A team of researchers led by Heidi Geisz, a marine biologist at the Virginia Institute of Marine Science in Gloucester Point, report that the DDT found in the penguins' fatty tissues had not declined over the past 30 years. Her team's findings, published in Environmental Science & Technology, a peer-reviewed journal published by the American Chemical Society, suggest that airborne DDT particles from the 1960s had become trapped in Antarctic glaciers, which were expanding at the time. Now, as the ice sheets melt, the chemical is being released back into the environment.
DDT makes its way into the birds via tiny creatures called krill, a staple of the Adélie penguin diet that lives in glacial meltwater. The short food chain means that the contaminated water is "an almost direct delivery system of DDT to birds and other large animals," according to Ms. Geisz.

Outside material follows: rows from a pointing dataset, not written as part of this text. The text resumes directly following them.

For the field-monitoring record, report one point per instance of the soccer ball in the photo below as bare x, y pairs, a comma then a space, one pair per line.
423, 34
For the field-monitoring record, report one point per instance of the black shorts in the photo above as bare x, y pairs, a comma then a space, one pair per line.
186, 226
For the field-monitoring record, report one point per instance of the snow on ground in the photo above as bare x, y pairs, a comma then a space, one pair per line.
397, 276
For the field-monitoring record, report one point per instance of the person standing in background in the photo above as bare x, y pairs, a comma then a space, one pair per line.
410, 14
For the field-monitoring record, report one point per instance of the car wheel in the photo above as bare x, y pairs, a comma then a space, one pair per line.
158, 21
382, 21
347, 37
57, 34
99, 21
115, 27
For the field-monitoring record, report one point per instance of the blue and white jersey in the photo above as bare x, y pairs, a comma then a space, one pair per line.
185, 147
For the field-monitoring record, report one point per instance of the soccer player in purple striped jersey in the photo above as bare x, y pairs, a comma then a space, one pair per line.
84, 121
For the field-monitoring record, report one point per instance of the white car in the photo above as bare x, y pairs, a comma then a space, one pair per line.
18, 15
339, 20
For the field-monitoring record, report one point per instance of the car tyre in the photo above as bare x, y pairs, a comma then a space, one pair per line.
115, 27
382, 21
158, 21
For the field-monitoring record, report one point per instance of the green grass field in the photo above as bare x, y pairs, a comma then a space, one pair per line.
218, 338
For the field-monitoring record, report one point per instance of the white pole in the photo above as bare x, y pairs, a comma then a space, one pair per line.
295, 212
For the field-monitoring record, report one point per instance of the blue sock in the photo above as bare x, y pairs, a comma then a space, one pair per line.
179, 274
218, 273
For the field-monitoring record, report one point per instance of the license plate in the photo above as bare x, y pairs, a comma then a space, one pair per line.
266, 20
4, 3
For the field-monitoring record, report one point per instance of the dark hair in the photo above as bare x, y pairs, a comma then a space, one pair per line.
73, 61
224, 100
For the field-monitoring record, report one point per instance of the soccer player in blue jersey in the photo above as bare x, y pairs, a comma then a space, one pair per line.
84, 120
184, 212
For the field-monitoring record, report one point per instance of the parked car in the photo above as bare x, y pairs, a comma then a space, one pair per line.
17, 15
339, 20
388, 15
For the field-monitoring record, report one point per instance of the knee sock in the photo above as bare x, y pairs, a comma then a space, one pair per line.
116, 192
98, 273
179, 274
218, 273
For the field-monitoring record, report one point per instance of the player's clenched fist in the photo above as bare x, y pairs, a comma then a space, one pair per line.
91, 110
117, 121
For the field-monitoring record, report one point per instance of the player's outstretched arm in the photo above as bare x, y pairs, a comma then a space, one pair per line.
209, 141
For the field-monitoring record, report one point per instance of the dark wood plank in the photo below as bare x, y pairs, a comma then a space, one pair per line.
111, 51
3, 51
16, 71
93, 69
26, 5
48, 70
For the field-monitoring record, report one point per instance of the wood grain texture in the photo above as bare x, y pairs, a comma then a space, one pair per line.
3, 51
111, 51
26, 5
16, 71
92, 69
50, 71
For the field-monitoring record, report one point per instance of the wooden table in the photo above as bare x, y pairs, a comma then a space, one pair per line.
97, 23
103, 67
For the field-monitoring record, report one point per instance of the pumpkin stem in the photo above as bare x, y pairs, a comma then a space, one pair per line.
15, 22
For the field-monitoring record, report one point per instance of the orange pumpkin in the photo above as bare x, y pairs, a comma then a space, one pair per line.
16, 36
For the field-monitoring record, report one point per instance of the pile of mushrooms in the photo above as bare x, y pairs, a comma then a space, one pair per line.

Fortunately for the penguins and their offspring, the birds were not found to contain harmful levels of the pesticide. But Geisz worries that the presence of DDT in the penguins could indicate that other frozen pollutants could also be affecting the penguins.

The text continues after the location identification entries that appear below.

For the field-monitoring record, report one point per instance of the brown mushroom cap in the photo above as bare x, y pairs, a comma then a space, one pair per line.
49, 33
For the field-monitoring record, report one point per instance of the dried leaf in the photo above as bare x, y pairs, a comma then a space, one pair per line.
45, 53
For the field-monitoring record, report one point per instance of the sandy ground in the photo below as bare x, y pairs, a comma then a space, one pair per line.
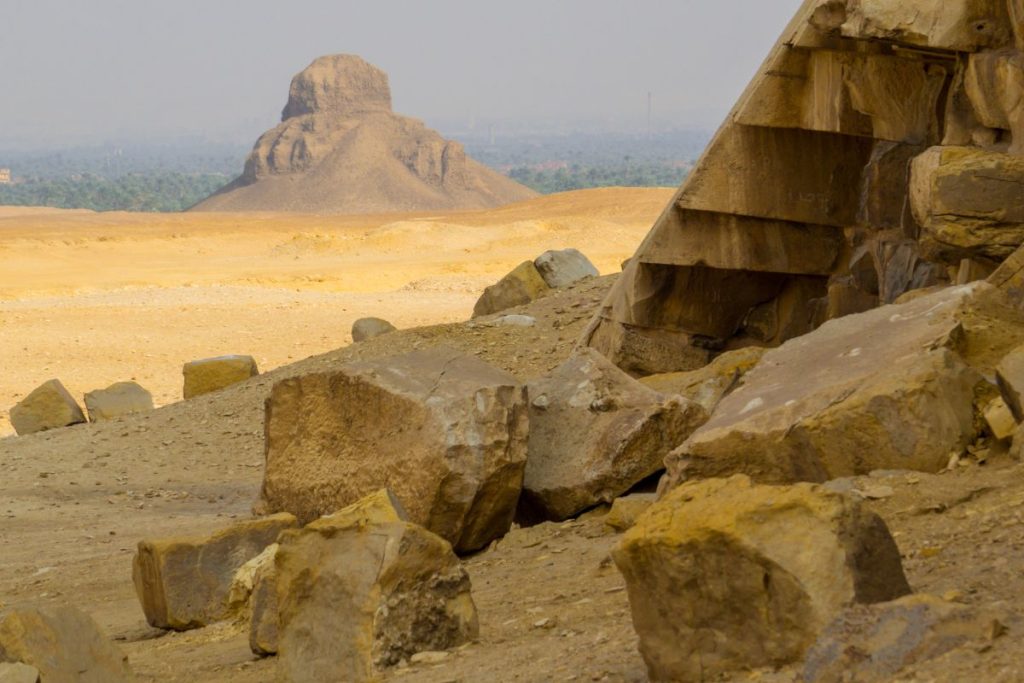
77, 501
96, 298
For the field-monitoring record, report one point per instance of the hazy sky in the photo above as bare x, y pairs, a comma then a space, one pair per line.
128, 70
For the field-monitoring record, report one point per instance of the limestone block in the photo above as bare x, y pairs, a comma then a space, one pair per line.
1010, 378
710, 384
950, 25
185, 583
561, 268
444, 431
368, 328
520, 287
969, 202
994, 84
213, 374
260, 574
594, 433
885, 389
875, 642
118, 400
724, 574
999, 419
64, 644
626, 510
48, 407
355, 601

"DDT is not the only chemical that these birds are ingesting and it is certainly not the worst," Geisz told the New Scientist magazine, which reports that she plans to examine other pollutants that may be transmitted from melting glaciers to birds.
DDT was used widely in the 1940s and 50s as an agricultural pesticide. It also played a role in the elimination of malaria from the developed world and parts of the developing world. Beginning in 1957, biologist Rachel Carson documented how uncontrolled use of the pesticide was leading to the deaths of birds, particularly raptors such as the peregrine falcon and the American bald eagle, and was harmful to humans. Her 1962 book, Silent Spring, eventually led to the US government phasing out the chemical. Other countries followed suit, and today the chemical is used only in malaria eradication programs.